BDÜ fordert den anspruchsvollen Tätigkeiten und Leistungen entsprechende Rahmen- und Arbeitsbedingungen
Der BDÜ sieht als Berufs- und Fachverband daher auch weniger die professionelle Nutzung von technischen Werkzeugen wie CAT-Tools (Computer-Aided Translation) bzw. die Integration von maschinellen (KI-basierten) Übersetzungsprogrammen als kritisch an, sondern die sich daraus für qualifizierte Fachübersetzer ergebenden Rahmen- und Marktbedingungen, die sich sowohl aufgrund der zunehmenden Komplexität der – mit maschineller Unterstützung bearbeiteten – Aufgaben als auch durch die Bedrohung des in diesem Bereich etablierten Arbeitsmodells des freiberuflichen Einzel-Selbstständigen massiv verändern. Daher fordert der Verband nicht nur von Wirtschaft und Industrie, sondern nicht zuletzt auch von öffentlichen Institutionen und der Politik, für verlässliche und tragbare, an der Berufsrealität ausgerichtete faire Arbeitsbedingungen und eine angemessene Vergütung der hochanspruchsvollen Leistungen zu sorgen. Dies gilt nicht nur für Angestellte; die marktwirtschaftlichen und politischen Rahmenbedingungen müssen angesichts der nachweislich zunehmenden externen Auftragsvergabe gerade auch selbstständiges Unternehmertum zu auskömmlichen Bedingungen ermöglichen.
2 Vgl. dazu z. B.: https://slator.com/slators-analysis-global-language-industry-grew-4-percent-2022
Über den Bundesverband der Dolmetscher und Übersetzer e.V. (BDÜ)
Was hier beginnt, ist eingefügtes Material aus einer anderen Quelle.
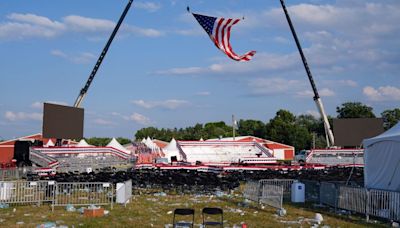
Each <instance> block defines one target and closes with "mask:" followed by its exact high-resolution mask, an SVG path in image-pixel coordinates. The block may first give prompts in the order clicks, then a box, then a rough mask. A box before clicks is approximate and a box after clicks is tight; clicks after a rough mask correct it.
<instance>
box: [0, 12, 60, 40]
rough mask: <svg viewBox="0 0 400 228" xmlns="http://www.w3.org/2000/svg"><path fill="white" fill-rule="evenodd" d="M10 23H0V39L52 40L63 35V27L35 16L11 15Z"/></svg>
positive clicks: (46, 19) (36, 16) (8, 17)
mask: <svg viewBox="0 0 400 228" xmlns="http://www.w3.org/2000/svg"><path fill="white" fill-rule="evenodd" d="M7 18H8V19H9V20H10V21H7V22H4V23H0V39H4V40H14V39H23V38H52V37H55V36H58V35H59V34H61V33H63V32H64V30H65V26H64V25H63V24H62V23H61V22H58V21H52V20H50V19H48V18H46V17H42V16H38V15H35V14H17V13H13V14H10V15H8V16H7Z"/></svg>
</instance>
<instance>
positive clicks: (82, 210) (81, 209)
mask: <svg viewBox="0 0 400 228" xmlns="http://www.w3.org/2000/svg"><path fill="white" fill-rule="evenodd" d="M85 209H86V207H81V208H79V209H78V210H77V211H78V212H79V213H81V214H83V212H84V211H85Z"/></svg>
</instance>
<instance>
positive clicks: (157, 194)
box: [153, 192, 167, 197]
mask: <svg viewBox="0 0 400 228" xmlns="http://www.w3.org/2000/svg"><path fill="white" fill-rule="evenodd" d="M153 196H162V197H164V196H167V193H165V192H157V193H154V194H153Z"/></svg>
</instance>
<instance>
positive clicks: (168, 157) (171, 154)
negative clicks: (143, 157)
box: [163, 138, 182, 162]
mask: <svg viewBox="0 0 400 228" xmlns="http://www.w3.org/2000/svg"><path fill="white" fill-rule="evenodd" d="M163 152H164V154H165V157H166V158H168V162H171V157H173V156H176V158H177V160H178V161H180V160H182V158H181V154H180V151H179V148H178V146H177V144H176V140H175V139H174V138H172V140H171V142H170V143H169V144H168V145H167V146H166V147H164V148H163Z"/></svg>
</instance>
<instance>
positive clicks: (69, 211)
mask: <svg viewBox="0 0 400 228" xmlns="http://www.w3.org/2000/svg"><path fill="white" fill-rule="evenodd" d="M65 210H66V211H68V212H74V211H76V208H75V207H74V205H72V204H67V206H65Z"/></svg>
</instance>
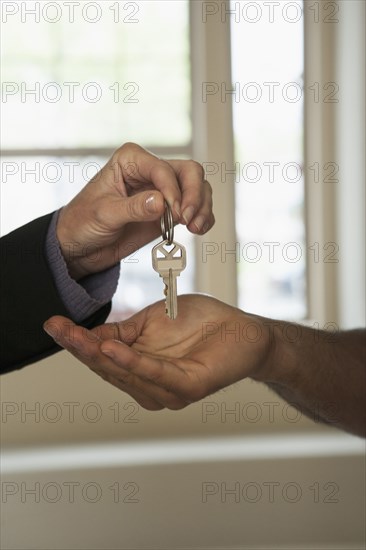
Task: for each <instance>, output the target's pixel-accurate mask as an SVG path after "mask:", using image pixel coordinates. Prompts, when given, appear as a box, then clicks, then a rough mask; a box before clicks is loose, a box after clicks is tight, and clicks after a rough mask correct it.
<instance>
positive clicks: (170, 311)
mask: <svg viewBox="0 0 366 550" xmlns="http://www.w3.org/2000/svg"><path fill="white" fill-rule="evenodd" d="M168 247H172V248H168ZM151 255H152V264H153V268H154V269H155V271H157V272H158V273H159V275H160V277H162V279H163V281H164V284H165V290H164V294H165V296H166V299H165V312H166V314H167V315H168V317H169V318H170V319H176V317H177V315H178V301H177V277H179V275H180V274H181V272H182V271H183V269H184V268H185V267H186V249H185V248H184V246H183V245H181V244H179V243H177V242H175V241H172V243H169V241H168V240H164V241H162V242H160V243H158V244H157V245H155V246H154V248H153V249H152V251H151Z"/></svg>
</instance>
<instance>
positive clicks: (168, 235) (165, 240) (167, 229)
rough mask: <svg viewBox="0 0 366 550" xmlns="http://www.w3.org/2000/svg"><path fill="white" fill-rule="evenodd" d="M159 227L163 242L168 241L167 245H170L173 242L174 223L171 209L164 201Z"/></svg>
mask: <svg viewBox="0 0 366 550" xmlns="http://www.w3.org/2000/svg"><path fill="white" fill-rule="evenodd" d="M160 227H161V232H162V234H163V240H164V241H168V244H169V245H171V244H172V242H173V240H174V222H173V214H172V211H171V208H170V206H169V204H168V203H167V202H166V201H165V210H164V214H163V215H162V216H161V218H160Z"/></svg>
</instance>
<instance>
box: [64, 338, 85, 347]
mask: <svg viewBox="0 0 366 550" xmlns="http://www.w3.org/2000/svg"><path fill="white" fill-rule="evenodd" d="M64 340H65V342H66V343H67V344H68V345H69V346H70V347H71V348H74V349H77V350H82V349H83V346H82V345H81V344H80V343H79V342H78V341H77V340H74V339H73V338H69V337H68V336H65V338H64Z"/></svg>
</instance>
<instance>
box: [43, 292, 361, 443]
mask: <svg viewBox="0 0 366 550" xmlns="http://www.w3.org/2000/svg"><path fill="white" fill-rule="evenodd" d="M178 303H179V305H178V310H179V315H178V318H177V319H176V320H175V321H171V320H170V319H168V318H167V316H166V315H165V310H164V304H163V303H162V302H157V303H156V304H153V305H152V306H149V307H147V308H145V309H144V310H142V311H140V312H139V313H137V314H136V315H134V316H133V317H131V318H130V319H128V320H127V321H122V322H121V323H116V324H113V325H108V324H107V325H103V326H101V327H98V328H96V329H93V333H90V334H86V332H85V330H86V329H83V328H82V327H77V326H74V325H73V324H72V323H71V322H70V321H68V320H67V319H65V318H62V317H54V318H52V319H51V320H49V322H48V323H47V324H46V328H47V330H48V331H52V332H53V336H54V337H55V339H56V341H57V342H58V343H60V344H61V345H62V346H64V347H65V348H66V349H68V350H69V351H70V352H71V353H73V355H75V356H76V357H77V358H78V359H80V360H81V361H82V362H83V363H85V364H86V365H88V366H89V367H90V368H91V369H92V370H94V371H95V372H96V373H97V374H99V375H100V376H102V377H103V378H104V379H105V380H107V381H108V382H110V383H111V384H113V385H115V386H117V387H118V388H120V389H121V390H123V391H125V392H127V393H128V394H130V395H131V396H132V397H133V398H134V399H136V401H138V402H139V403H140V405H142V406H143V407H145V408H147V409H149V410H159V409H162V408H164V407H167V408H169V409H181V408H183V407H186V406H187V405H188V404H190V403H192V402H194V401H198V400H200V399H203V398H204V397H206V396H207V395H210V394H212V393H214V392H216V391H217V390H219V389H221V388H223V387H225V386H228V385H230V384H233V383H234V382H237V381H238V380H241V379H243V378H246V377H250V378H253V379H254V380H258V381H261V382H263V383H265V384H267V385H268V386H269V387H271V388H273V389H274V390H275V391H276V392H277V393H278V394H279V395H281V396H282V397H284V398H285V399H286V400H287V401H289V402H290V403H291V404H293V405H294V406H296V407H297V408H299V409H300V410H301V411H303V412H304V413H306V414H308V415H309V416H311V417H312V418H317V419H319V420H322V421H323V422H326V423H328V424H331V425H334V426H337V427H339V428H341V429H344V430H346V431H349V432H351V433H354V434H357V435H361V436H365V435H366V420H365V409H366V398H365V396H366V392H365V331H364V330H354V331H349V332H339V333H336V334H334V333H328V332H325V331H317V330H314V329H311V328H307V327H303V326H299V325H295V324H289V323H285V322H281V321H274V320H271V319H266V318H264V317H259V316H255V315H248V314H246V313H244V312H243V311H240V310H239V309H236V308H233V307H231V306H228V305H227V304H224V303H222V302H220V301H219V300H215V299H214V298H210V297H208V296H202V295H187V296H180V297H179V299H178ZM71 325H72V326H71ZM70 332H71V333H72V337H71V338H70V337H67V334H70ZM162 334H163V335H164V337H163V338H162V337H161V335H162Z"/></svg>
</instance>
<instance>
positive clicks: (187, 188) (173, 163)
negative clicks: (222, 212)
mask: <svg viewBox="0 0 366 550" xmlns="http://www.w3.org/2000/svg"><path fill="white" fill-rule="evenodd" d="M167 162H168V164H170V166H171V167H172V168H173V169H174V171H175V173H176V174H177V177H178V180H179V184H180V188H181V190H182V203H181V210H182V216H181V222H182V223H184V224H185V225H186V226H187V228H188V229H189V231H191V232H192V233H198V234H204V233H206V232H207V231H209V229H211V227H212V226H213V224H214V223H215V218H214V215H213V212H212V189H211V185H210V184H209V183H208V181H207V180H205V174H204V170H203V167H202V166H201V165H200V164H199V163H198V162H195V161H193V160H189V161H187V160H169V161H167Z"/></svg>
Der BDÜ ist mit mehr als 7.500 Mitgliedern der größte deutsche Berufsverband der Branche. Er repräsentiert etwa 80 Prozent aller organisierten Dolmetscher und Übersetzer in Deutschland und setzt sich seit 1955 für die Interessen seiner Mitglieder sowie des gesamten Berufsstands ein. Eine BDÜ-Mitgliedschaft stellt ein Qualitätssiegel für professionelle Leistungen im Übersetzen und Dolmetschen dar, da eine Aufnahme in den Verband nur mit entsprechender fachlicher Qualifikation möglich ist. Die als Kommunikationsexperten bundesweit für rund 90 Sprachen und eine Vielzahl von Fachgebieten gefragten BDÜ-Mitglieder sind in der Online-Datenbank auf der Verbandswebsite schnell und einfach zu finden.